# Shipping large parcels from US --> Canada



## The Librarian (Apr 11, 2003)

hey all,

i'm thinking about bidding on a bike on ebay. the seller is in los angeles. he said that he is willing to ship to toronto, but that i have to do the work regarding shipping details.

so what do i do? i've never had something so big shipped to me from the states? do i call a shipping company, like UPS or Fed Ex, and then tell him to use the one i pick, or what?

excuse my ignorance...

i'm sure some of you have bought large objects over the internet, where the US seller has told you to do the leg work on shipping research.

any advice would be helpful. thanks!


----------



## HJS (Sep 12, 2003)

First choice: USPS- rates for various shipping modes can be found at USPS.com

Second: FedEx International-includes brokerage fees; FedEx Ground is cheaper, but fees are added, no insurance available, etc. so costs about the same for less.

UPS: Never  

Third: Take a plane down and ride/drive it up; still might be cheaper than UPS...


----------



## MaxPower (Jan 30, 2003)

Keep in mind you are going to have to pay duty, brokerage fees and GST (it doesn't matter if you bought it in the states, the government want's their slice of the pie).

But if you are still set on bringing the bike across, I would recommend UPS. They use in house brokers so the package is cleared faster. Also, because they use their in house brokers the charges is less than if you were to use someone else. Fed Ex for example uses an independent brokerage service (of their choice or you can specify which one) and you will receive an extra bill in the mail.
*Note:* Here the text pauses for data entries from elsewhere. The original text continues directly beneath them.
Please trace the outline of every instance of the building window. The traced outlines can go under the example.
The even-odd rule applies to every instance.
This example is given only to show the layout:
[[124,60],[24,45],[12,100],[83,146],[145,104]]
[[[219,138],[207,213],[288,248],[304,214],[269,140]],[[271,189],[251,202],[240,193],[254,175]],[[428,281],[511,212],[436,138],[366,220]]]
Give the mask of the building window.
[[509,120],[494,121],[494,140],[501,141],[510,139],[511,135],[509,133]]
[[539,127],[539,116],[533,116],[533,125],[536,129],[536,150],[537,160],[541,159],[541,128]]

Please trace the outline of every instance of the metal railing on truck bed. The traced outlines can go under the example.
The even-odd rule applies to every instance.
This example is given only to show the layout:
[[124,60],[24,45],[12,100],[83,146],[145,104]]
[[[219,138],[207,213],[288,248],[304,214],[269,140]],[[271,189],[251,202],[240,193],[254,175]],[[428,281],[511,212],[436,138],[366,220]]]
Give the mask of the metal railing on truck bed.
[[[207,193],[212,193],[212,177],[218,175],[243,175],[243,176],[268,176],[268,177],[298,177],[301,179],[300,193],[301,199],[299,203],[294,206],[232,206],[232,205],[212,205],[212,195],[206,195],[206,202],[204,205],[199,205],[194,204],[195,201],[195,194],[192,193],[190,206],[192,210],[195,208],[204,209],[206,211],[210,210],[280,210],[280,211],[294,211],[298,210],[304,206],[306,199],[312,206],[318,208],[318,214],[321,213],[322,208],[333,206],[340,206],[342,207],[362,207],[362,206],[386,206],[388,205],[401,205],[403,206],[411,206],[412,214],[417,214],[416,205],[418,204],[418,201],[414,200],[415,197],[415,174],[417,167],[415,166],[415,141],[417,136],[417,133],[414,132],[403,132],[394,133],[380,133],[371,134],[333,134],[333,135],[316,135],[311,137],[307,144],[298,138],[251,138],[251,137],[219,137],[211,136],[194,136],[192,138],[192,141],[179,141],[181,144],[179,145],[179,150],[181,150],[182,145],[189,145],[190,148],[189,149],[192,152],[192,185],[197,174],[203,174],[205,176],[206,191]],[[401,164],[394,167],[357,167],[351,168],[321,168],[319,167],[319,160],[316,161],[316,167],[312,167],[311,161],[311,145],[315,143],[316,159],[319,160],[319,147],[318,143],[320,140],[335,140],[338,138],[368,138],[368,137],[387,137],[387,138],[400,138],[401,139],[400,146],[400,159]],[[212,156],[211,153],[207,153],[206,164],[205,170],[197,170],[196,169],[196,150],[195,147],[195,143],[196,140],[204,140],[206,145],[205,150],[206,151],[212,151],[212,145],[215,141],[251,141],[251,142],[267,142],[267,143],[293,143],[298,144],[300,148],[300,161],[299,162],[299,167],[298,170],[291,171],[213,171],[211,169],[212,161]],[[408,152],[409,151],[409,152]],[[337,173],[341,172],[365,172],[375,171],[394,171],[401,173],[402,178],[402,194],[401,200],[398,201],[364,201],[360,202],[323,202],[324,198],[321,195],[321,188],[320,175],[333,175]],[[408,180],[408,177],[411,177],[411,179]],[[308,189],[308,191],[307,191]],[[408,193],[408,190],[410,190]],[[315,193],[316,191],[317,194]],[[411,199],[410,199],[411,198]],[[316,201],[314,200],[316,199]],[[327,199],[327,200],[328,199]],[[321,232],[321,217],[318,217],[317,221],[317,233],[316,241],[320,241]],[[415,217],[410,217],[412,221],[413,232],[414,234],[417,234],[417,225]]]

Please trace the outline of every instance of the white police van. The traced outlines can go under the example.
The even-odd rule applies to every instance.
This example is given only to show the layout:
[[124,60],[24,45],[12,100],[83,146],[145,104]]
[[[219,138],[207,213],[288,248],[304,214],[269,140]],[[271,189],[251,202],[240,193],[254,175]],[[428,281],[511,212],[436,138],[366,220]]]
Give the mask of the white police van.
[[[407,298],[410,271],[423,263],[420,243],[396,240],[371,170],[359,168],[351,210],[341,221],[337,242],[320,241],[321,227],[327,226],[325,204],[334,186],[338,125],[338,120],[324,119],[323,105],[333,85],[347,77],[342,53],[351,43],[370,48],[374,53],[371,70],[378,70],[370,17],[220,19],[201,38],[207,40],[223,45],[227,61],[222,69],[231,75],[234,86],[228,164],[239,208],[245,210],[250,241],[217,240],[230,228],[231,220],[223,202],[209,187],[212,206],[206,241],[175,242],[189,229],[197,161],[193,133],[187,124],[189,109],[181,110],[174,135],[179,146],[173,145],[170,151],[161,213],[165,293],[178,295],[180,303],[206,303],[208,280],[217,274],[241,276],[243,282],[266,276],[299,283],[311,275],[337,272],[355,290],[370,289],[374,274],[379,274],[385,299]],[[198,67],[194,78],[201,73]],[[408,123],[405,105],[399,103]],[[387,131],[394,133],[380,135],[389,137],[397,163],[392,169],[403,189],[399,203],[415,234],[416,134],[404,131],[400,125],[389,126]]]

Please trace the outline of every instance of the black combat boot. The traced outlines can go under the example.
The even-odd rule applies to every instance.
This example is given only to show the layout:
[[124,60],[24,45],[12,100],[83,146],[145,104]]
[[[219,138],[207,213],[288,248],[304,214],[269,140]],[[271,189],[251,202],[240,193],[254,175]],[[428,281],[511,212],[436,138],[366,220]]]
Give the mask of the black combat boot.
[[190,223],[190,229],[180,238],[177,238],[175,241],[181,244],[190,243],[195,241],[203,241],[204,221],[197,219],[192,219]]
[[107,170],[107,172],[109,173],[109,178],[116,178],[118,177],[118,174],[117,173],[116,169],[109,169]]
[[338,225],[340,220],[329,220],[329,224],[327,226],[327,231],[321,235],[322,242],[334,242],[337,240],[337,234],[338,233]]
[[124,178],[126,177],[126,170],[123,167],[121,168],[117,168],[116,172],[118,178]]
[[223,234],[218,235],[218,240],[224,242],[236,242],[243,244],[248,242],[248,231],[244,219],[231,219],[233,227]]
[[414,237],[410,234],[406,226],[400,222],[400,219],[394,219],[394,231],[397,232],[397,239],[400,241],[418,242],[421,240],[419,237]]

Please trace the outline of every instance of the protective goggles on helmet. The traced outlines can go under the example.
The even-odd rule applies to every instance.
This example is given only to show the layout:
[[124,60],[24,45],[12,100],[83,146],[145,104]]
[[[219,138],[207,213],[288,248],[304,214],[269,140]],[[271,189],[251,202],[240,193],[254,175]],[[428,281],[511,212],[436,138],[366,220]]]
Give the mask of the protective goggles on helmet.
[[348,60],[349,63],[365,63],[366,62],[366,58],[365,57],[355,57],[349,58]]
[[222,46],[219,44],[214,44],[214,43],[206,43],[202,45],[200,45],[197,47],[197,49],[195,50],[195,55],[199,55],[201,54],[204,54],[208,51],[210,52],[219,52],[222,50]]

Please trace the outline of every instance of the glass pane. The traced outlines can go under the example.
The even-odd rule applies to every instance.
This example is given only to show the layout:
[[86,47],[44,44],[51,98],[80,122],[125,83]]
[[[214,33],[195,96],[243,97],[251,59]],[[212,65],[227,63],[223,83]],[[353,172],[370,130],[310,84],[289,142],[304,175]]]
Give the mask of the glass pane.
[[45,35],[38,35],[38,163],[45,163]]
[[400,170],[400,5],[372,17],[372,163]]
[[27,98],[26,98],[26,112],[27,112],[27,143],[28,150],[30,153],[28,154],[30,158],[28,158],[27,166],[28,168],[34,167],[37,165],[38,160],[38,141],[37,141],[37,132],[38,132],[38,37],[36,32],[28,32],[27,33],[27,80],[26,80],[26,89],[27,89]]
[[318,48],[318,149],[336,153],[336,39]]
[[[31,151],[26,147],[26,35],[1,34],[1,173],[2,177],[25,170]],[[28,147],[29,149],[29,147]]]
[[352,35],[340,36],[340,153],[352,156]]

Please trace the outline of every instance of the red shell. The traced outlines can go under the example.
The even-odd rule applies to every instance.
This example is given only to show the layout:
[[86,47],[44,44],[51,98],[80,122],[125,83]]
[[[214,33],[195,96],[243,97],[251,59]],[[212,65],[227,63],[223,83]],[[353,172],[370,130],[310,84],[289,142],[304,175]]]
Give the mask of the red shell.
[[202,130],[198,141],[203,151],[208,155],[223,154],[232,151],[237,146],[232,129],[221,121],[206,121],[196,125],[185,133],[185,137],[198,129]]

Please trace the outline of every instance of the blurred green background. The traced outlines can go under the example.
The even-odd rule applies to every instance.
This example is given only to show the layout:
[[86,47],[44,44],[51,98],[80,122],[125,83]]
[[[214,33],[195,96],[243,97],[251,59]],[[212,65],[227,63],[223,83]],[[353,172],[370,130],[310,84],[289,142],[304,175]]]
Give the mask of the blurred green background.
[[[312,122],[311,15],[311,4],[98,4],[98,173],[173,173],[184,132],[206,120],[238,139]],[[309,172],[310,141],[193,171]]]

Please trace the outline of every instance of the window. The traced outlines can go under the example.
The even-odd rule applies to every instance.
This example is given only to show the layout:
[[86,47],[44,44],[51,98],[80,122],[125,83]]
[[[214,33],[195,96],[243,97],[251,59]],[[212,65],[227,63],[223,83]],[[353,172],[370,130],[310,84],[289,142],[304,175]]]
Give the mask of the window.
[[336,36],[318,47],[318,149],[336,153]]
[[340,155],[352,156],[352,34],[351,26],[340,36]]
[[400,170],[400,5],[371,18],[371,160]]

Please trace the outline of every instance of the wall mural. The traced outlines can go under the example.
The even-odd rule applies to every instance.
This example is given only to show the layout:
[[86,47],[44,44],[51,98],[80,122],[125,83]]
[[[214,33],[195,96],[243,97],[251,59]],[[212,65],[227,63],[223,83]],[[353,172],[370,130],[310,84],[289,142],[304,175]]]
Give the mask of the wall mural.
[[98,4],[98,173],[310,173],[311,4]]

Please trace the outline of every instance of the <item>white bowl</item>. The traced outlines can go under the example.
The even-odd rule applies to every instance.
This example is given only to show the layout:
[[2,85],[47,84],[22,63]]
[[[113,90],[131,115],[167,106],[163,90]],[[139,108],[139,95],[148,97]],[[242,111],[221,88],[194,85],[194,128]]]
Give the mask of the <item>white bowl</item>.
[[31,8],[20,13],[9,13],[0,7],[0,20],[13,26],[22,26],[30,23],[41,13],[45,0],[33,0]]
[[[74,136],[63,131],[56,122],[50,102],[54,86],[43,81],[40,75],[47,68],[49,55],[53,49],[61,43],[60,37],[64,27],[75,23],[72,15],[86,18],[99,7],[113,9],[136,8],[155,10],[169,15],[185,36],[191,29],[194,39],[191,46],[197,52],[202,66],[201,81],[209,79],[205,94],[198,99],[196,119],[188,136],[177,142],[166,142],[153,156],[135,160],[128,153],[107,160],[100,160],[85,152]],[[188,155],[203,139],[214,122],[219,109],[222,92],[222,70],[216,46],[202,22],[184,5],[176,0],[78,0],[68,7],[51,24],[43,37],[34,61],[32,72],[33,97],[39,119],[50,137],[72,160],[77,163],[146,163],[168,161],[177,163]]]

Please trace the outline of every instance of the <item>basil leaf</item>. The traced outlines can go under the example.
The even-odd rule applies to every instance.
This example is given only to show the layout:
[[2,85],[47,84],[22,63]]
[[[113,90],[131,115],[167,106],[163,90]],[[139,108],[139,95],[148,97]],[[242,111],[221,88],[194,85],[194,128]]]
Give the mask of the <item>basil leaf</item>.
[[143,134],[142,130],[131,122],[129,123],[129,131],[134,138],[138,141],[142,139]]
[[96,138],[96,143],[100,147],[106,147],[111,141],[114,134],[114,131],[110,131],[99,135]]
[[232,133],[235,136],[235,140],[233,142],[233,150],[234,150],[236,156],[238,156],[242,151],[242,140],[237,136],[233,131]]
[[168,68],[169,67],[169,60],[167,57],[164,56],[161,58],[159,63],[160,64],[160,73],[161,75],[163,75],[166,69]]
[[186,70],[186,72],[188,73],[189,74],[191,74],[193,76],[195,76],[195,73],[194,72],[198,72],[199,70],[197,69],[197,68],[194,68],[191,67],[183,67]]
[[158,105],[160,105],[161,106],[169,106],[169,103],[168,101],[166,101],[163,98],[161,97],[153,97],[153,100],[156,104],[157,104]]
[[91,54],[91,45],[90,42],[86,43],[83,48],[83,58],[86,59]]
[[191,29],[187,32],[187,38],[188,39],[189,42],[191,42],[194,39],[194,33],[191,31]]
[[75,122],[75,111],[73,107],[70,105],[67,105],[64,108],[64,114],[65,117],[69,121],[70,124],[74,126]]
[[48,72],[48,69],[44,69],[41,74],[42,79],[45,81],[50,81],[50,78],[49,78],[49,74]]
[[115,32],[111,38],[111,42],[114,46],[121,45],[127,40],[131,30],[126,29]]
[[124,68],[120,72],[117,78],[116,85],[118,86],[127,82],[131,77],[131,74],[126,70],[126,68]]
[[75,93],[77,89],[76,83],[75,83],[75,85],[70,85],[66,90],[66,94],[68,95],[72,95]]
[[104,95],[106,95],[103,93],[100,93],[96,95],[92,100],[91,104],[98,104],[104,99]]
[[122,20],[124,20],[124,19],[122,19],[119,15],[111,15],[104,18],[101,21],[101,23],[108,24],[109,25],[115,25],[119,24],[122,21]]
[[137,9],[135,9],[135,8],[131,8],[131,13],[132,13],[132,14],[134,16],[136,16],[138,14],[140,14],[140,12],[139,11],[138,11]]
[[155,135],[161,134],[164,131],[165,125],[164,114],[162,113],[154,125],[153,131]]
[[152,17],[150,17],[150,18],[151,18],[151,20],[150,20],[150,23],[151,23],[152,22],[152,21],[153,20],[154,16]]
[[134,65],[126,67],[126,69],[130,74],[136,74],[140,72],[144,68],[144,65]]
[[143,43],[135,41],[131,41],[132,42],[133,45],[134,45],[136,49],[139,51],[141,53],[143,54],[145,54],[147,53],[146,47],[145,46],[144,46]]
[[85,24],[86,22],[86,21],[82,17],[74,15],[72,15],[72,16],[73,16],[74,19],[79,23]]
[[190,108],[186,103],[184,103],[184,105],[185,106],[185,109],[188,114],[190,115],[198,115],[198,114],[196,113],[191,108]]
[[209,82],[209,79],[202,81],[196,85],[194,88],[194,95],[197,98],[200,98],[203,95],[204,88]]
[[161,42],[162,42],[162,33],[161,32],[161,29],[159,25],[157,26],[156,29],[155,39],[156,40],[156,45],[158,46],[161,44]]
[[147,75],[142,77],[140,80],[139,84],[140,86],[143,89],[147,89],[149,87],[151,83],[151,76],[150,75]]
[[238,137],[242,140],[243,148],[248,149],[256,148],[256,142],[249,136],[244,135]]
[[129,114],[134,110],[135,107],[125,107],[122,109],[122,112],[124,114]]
I don't really get into receiving items from across the boarder, however, when I do ship, I have to provide a commercial invoice outlining the description, price and providing an HS code which helps customs identify the item(s) being shipped.

It's not as big a pain in the butt as you may think, but just some tips for you to consider.


----------



## kps (May 4, 2003)

MaxPower you are very much misinformed my friend. FedEx has had their own brokerage looong before UPS. UPS uses what used to be Livingston (in Canada) before UPS bought them. UPS also owns Fritz(US and Canadian broker). FedEx has their own "in-hose" brokerage (FedEx Express employees), who clear all inbound freight. They also own what used to be C.J. Tower as the US broker --part of the FedEx Trade Network division which clears freight in both directions. FedEx Air Express freight has a "Broker Select" option where you can have your own broker clear the freight, but since IP Freight includes brokerage it does not help you any. "IP Freight" is any shipment over 150Lbs. or oversized which DIM weighs over 150Lbs.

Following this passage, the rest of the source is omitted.